About Larry Eifert
Larry Eifert est le fils de l'écrivain Virginia S. Eifert descendante du républicain, professeur de mathématique, contrôleur des poids et mesures, Napoléon Ambroise Cottet.

Straight ahead with the same old thing……..
I like to think to myself as a third generation naturalist and
fifth-generation social activist. Some of that might be a stretch, but
it gives me guidance never-the-less. I sometimes imagine the billions of
choices I could have had for parents, and always feel fortunate I
happened along this specific road this time around.

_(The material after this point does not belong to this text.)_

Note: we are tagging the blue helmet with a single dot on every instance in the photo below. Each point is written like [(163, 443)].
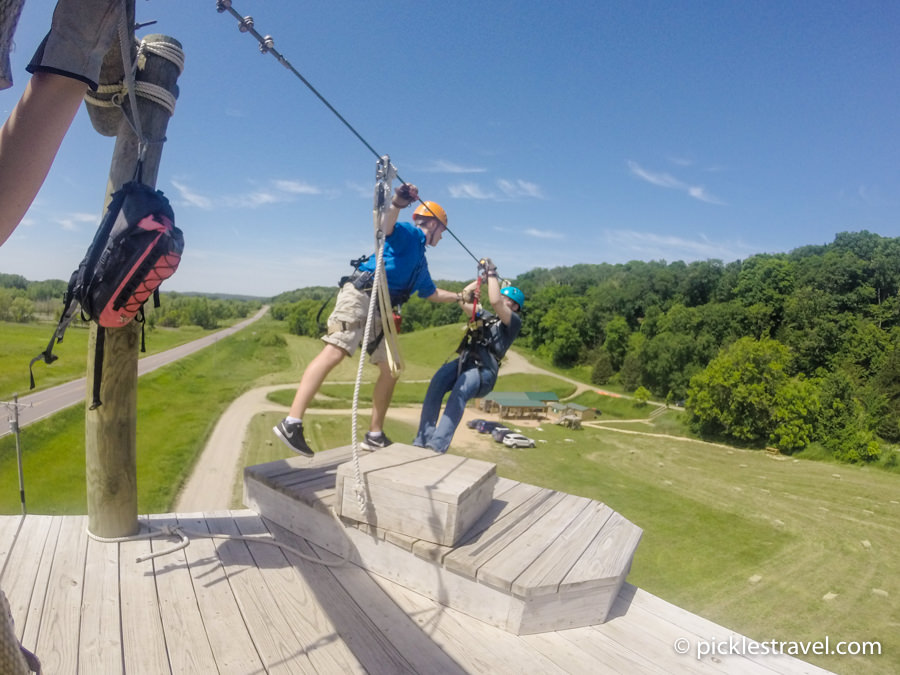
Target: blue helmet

I was born in 1946 and exposed to nature and a pencil before I could
walk. After nearly four thousand paintings later (to the best of my
counting ability), I still get a real charge from creating art about
nature. The year 2006 could probably be considered my 40th anniversary
of making a living as an artist.
This was NOT an accident!
Home was Springfield Illinois, where my mother (author and illustrator
of 20 books – mostly about nature) was editor of a museum nature
magazine for 36 years. Her work is still in print after 50 years – and,
like me, she thought nothing of traveling 5,000 miles on various river
workboats for book research – or hiring a fishing boat to get to those
remote refuge islands off the Gaspe Peninsula in Quebec Canada. My dad
was very influential too. As education curator for the Illinois State
Museum with a double-masters in ecology and English, shepherded
thousands of kids (and me, too) through the museum. He also instilled in
me a reverance for life. As an Army GI in WW2, he never carried a gun,
although he was shot at by snipers he could clearly see in the hills
above the camp in New Caladonia. “Shoot a gun, you’re out of the
family,”I remember hearing often. From these pretty rarified beginnings,
I gained early mentoring from both parents and museum staff – and never
really looked back. Mine is a continuing passion instilled from many
sources, from the boyhood time spent at, say, Rachel Carson’s home in
Maine, to the museum babysitters who said “Here – draw this giraffe and
don’t bug us.” To me, life was all about nature and discovering it.
After coming to the Pacific Northwest in 1972 in search of “rainy
forests and wind-swept beaches,” I opened the Eifert Gallery in Ferndale
California, and during the 1980′s and early 90′s and exhibited both my
own work and many other artists. It was here that I learned about
painting parks. Now, I can say I have more work in America’s National
Parks and refuges than any other artist.
Today, Nancy and I live in Port Townsend, Washington near Olympic National Park.